Community Commitments Biblical and Theological Foundations of Diversity
Diverse voci fanno dolci note.
Diverse voices make sweet music
-Dante Alighieri, Commedia:Paradiso 6:124
The motto of Westmont College—Christus primatum tenens (Christ holding preeminence)—signals our commitment to a vision of the universal sovereignty of Jesus Christ. We are bound to this vision because of our anchoring in the Scriptures, which present Christ as Lord over all creation.1 Confession of Christ’s preeminence gives Westmont powerful reasons to welcome diversities of gender, ethnicity, class, and culture in its population and programs.2
Our dedication to diversity is grounded in the biblical promise that all the world will finally bow to the lordship of Christ3— since it is in Christ that “all things in heaven and on earth were created...and hold together,”4 and so through Christ that God will “reconcile to himself all things, whether on earth or in heaven.” 5 God’s plan for reconciliation is seen already in the Old Testament, which testifies to his calling of Abraham, so that through his seed—Christ in particular—”all the families of the earth shall be blessed.”6 These blessed are made up of not only the children of Israel, but persons from all nations adopted into the family of faith (for example, Rahab, Ruth, Naaman, the people of Nineveh, tax collectors, centurions, Samaritans, an Ethiopian eunuch, the merchant Lydia, and some who were disabled).7
The New Testament highlights Christ’s command to love God foremost and our neighbors as ourselves.8 Jesus proclaimed “good news to the poor” and “liberty to the captives,”9 and in him all are one: Jews and Greeks, slaves and free, males and females.10 The book of Revelation records a vision of Christ presiding over heaven and earth while the saints—described as “a great multitude that no one could count, from every nation, from all tribes and peoples and languages, standing before the throne and before the Lamb”—together sing glory to God.11
It is true that the unity of the created order is deeply disrupted by sin. Men and women, families, tribes, races, and nations have been set against one another, with differences among people often serving as a pretext for personal and systemic injustice.12 Yet God has responded to sin not by abandoning his world but by providing for its redemption13. In consequence, God’s people are called to repent of sin, grow in grace, acknowledge truth, seek justice, show mercy, practice forgiveness, and go and make disciples of all nations14—all because of Christ’s atoning work, by which the power of sin has been broken.
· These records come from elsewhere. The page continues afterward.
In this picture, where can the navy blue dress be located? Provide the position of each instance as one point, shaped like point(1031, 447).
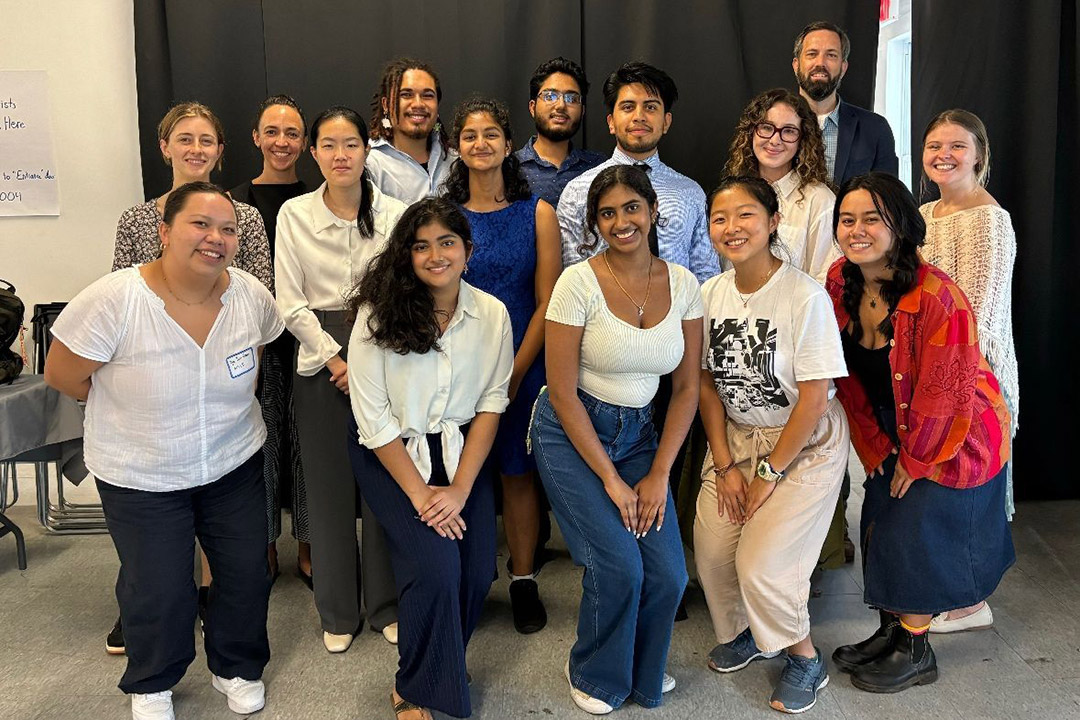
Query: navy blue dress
point(504, 263)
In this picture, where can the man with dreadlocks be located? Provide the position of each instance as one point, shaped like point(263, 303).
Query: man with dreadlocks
point(408, 157)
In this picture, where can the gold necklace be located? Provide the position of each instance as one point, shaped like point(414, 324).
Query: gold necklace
point(181, 300)
point(648, 286)
point(874, 298)
point(746, 300)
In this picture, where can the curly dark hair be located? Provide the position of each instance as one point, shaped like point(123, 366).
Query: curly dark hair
point(389, 85)
point(631, 176)
point(365, 214)
point(810, 159)
point(900, 213)
point(402, 309)
point(652, 78)
point(758, 189)
point(514, 185)
point(558, 65)
point(287, 100)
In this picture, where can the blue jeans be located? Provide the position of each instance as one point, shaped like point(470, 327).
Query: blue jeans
point(631, 587)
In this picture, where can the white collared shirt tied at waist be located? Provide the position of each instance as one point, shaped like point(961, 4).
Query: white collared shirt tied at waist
point(408, 396)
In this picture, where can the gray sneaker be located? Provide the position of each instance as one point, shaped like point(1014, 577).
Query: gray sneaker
point(799, 682)
point(737, 654)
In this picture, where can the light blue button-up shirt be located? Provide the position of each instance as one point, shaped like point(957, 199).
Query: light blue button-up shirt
point(683, 234)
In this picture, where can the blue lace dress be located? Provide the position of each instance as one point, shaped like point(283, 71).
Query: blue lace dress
point(503, 263)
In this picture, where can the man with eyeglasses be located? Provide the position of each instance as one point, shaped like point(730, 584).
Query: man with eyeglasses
point(856, 140)
point(408, 155)
point(639, 99)
point(557, 91)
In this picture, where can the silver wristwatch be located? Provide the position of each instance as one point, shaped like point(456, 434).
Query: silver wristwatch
point(766, 472)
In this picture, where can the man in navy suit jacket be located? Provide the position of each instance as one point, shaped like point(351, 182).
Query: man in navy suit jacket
point(856, 140)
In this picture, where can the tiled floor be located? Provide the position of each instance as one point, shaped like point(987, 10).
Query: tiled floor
point(54, 617)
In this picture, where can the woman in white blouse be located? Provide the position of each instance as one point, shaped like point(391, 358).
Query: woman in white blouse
point(615, 325)
point(778, 138)
point(431, 358)
point(166, 355)
point(325, 240)
point(778, 444)
point(971, 239)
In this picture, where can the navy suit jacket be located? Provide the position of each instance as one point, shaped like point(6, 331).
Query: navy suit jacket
point(864, 144)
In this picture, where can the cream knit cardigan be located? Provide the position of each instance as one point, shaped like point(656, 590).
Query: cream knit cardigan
point(976, 247)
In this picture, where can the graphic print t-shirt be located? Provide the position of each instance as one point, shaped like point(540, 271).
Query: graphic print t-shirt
point(757, 354)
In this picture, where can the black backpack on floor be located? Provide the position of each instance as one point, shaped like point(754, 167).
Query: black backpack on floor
point(12, 312)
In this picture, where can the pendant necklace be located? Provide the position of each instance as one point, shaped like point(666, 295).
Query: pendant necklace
point(874, 298)
point(181, 300)
point(648, 286)
point(746, 300)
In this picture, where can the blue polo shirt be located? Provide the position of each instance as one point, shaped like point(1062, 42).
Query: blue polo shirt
point(548, 180)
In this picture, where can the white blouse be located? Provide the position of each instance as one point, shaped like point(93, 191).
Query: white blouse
point(164, 413)
point(407, 396)
point(806, 226)
point(622, 364)
point(318, 260)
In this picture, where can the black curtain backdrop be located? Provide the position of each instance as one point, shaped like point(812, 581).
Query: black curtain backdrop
point(1017, 70)
point(231, 54)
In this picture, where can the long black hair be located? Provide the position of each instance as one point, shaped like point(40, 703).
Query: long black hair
point(514, 184)
point(632, 177)
point(900, 213)
point(365, 216)
point(402, 309)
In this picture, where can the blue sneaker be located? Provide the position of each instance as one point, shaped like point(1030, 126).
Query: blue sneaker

Given the divine intention for creation, then, we see human diversity as a feature of life worth savoring, a feature approved and embraced by God. The unity of the kingdom, attested by Christian fellowship, gladly acknowledges the variety of personal backgrounds, histories, and contexts out of which love, thanksgiving, and worship are rendered to God. In the great harmony of creation’s praise to God through Christ and the Holy Spirit, each inhabitant of the new heavens and new earth will participate with a distinctive voice. Anticipating this fulfillment, Christian relationships across differences are to be joyful rather than oppressive, loving rather than dismissive. Individuals must not be stigmatized for being different.
Instead, diversity becomes a glorious property of the whole.
In summary, Westmont College is animated by a vision of God’s reign. To be faithful to that vision we dedicate ourselves to the investigation and embodiment of diversity. Such dedication expresses our Christian identity, and rightly stewards God’s gifts to us. It also provides a basis for excellence in scholarship and community life and anticipates the character of the world to come by signaling in our own time and place God’s promised reconciliation of creation to himself. Hence our living-out of diversity bears witness to the redeeming work of Christ, and marks us with greater integrity as we proclaim his salvation.